What should you do if a scary or over-excited dog comes at you and your dog out hacking?

Stay as calm as you can. If you panic and seem frightened, your horse and your dog will pick up on it and get more worried or excited. Slow down your pace and hopefully the owner will gain control of the dog, then wait until he’s back on the lead before you pass.

If you have dogs, young riders or horses with you, move between them and the scary dog.
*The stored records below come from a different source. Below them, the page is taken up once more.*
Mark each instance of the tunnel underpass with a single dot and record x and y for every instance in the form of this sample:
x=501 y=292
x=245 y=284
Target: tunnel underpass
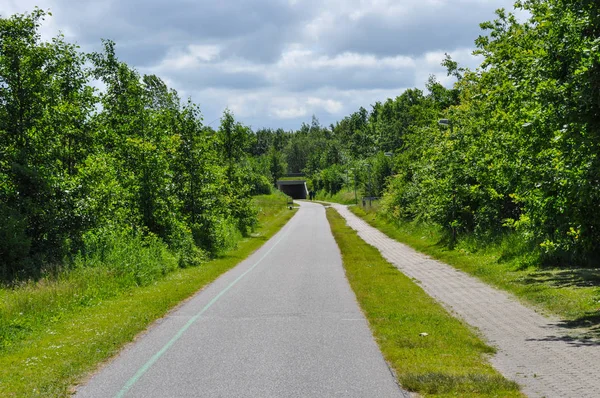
x=296 y=189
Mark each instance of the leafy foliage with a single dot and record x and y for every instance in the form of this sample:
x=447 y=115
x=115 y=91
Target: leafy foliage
x=87 y=171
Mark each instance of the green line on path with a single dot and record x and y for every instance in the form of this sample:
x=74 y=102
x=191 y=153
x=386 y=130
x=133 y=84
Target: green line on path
x=189 y=323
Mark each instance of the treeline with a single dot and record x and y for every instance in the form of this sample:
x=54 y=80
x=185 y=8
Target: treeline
x=512 y=149
x=88 y=173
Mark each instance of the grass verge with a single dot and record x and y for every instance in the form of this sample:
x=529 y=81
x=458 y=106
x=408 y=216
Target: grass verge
x=344 y=197
x=70 y=325
x=573 y=294
x=449 y=361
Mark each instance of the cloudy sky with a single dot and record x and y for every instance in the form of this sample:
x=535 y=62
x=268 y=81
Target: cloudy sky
x=275 y=63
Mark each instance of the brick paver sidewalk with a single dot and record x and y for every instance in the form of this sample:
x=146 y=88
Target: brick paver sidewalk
x=532 y=349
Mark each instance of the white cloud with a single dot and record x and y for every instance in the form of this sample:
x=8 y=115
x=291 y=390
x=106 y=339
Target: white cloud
x=191 y=57
x=329 y=105
x=275 y=63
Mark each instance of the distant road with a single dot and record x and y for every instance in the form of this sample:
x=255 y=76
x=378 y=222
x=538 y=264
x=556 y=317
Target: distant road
x=284 y=323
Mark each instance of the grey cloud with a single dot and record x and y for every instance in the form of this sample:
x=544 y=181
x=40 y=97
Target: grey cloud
x=213 y=77
x=349 y=79
x=447 y=28
x=255 y=30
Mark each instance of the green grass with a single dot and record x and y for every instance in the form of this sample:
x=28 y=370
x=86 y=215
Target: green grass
x=54 y=332
x=344 y=197
x=573 y=294
x=291 y=179
x=450 y=361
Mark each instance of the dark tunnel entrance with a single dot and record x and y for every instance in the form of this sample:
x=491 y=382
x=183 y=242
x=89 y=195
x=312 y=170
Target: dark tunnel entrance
x=295 y=189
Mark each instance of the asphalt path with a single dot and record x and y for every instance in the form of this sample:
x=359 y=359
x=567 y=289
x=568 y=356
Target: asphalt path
x=283 y=323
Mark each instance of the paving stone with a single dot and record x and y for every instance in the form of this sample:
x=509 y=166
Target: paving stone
x=532 y=349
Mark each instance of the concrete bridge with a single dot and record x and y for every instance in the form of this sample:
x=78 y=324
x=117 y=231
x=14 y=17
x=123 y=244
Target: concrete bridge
x=297 y=189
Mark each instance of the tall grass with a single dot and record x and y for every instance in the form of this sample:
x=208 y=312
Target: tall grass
x=113 y=262
x=509 y=263
x=431 y=352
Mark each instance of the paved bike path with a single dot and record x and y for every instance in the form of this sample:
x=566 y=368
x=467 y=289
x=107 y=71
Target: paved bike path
x=283 y=323
x=532 y=349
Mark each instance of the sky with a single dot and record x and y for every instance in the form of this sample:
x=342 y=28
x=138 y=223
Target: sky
x=275 y=63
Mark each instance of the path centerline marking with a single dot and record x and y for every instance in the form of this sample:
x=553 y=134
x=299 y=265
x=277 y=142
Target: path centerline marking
x=141 y=371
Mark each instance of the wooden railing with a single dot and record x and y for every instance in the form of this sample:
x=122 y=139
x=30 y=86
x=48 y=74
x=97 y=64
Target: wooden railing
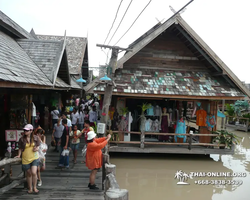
x=6 y=178
x=189 y=144
x=243 y=127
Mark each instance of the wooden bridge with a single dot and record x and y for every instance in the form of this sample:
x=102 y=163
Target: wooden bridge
x=63 y=184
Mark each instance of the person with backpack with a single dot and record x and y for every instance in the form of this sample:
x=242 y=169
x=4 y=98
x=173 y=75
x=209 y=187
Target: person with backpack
x=64 y=158
x=54 y=115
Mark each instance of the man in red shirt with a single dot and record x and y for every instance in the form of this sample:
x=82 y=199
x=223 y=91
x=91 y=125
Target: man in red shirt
x=85 y=131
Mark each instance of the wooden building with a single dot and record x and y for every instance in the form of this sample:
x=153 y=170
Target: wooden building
x=36 y=71
x=172 y=67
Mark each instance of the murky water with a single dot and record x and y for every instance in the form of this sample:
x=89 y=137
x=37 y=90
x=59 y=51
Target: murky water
x=151 y=176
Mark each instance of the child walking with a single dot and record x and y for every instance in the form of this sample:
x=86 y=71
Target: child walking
x=75 y=141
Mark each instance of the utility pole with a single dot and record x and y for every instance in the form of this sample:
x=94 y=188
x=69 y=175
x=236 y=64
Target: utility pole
x=109 y=86
x=107 y=98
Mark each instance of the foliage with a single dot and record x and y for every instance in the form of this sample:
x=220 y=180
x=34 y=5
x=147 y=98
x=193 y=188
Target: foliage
x=144 y=107
x=124 y=110
x=227 y=138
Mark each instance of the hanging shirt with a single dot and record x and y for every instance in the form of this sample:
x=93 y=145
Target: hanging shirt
x=150 y=111
x=92 y=116
x=81 y=117
x=157 y=111
x=156 y=125
x=211 y=122
x=201 y=116
x=33 y=110
x=55 y=114
x=180 y=128
x=74 y=117
x=148 y=125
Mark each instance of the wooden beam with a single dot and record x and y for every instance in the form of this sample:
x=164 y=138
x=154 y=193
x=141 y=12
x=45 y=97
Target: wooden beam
x=173 y=96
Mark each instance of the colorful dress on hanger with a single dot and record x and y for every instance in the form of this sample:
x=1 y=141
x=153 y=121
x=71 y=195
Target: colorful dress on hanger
x=150 y=111
x=180 y=129
x=201 y=116
x=164 y=128
x=211 y=122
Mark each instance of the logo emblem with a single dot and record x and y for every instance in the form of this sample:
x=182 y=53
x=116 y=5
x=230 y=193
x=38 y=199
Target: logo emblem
x=183 y=177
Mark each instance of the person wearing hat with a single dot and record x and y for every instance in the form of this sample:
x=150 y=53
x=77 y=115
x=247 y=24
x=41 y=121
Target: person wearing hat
x=94 y=155
x=28 y=147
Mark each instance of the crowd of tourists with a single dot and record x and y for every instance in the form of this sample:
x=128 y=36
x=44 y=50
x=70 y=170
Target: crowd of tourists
x=66 y=136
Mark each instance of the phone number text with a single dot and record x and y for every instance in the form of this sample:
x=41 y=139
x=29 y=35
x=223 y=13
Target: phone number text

Talk to an aggressive or excited dog in a firm but calm way. Don’t try to outrun it – fast movement activates a dog’s chase instinct and you may trigger a grab or a bite. It’s better to wait for the owner to arrive or for the dog to lose interest, which will probably happen after a while.

Reduce Your Risks

  • School your horse on a hack – do transitions, a little flexion or leg-yield to keep his attention so he’s not half asleep if something happens suddenly.
  • Avoid popular beauty spots at school holidays and sunny weekends.
  • Wear hi-vis so dog owners can see you coming from further away.
  • Alert dog owners to your presence – call if you are behind them.

Top Tips

  • Build your dog’s fitness slowly for hacking. He’ll love it, but the fun of running and trying to keep up with you will override any discomfort he might experience.
  • It’s hot work for dogs in summer, so take care of them – especially shorter-nosed breeds and those with heavy coats. Take water with you, have regular breaks and don’t exercise in the heat of day.
  • Always carry a leadrope and dog lead when out hacking with your dog. It’s much easier to lead your horse by a rope than reins, especially if you need to hold on to your dog, too.

Top Tip: Don’t throw away your old quilted saddle pads – recycle them as comfy dog beds!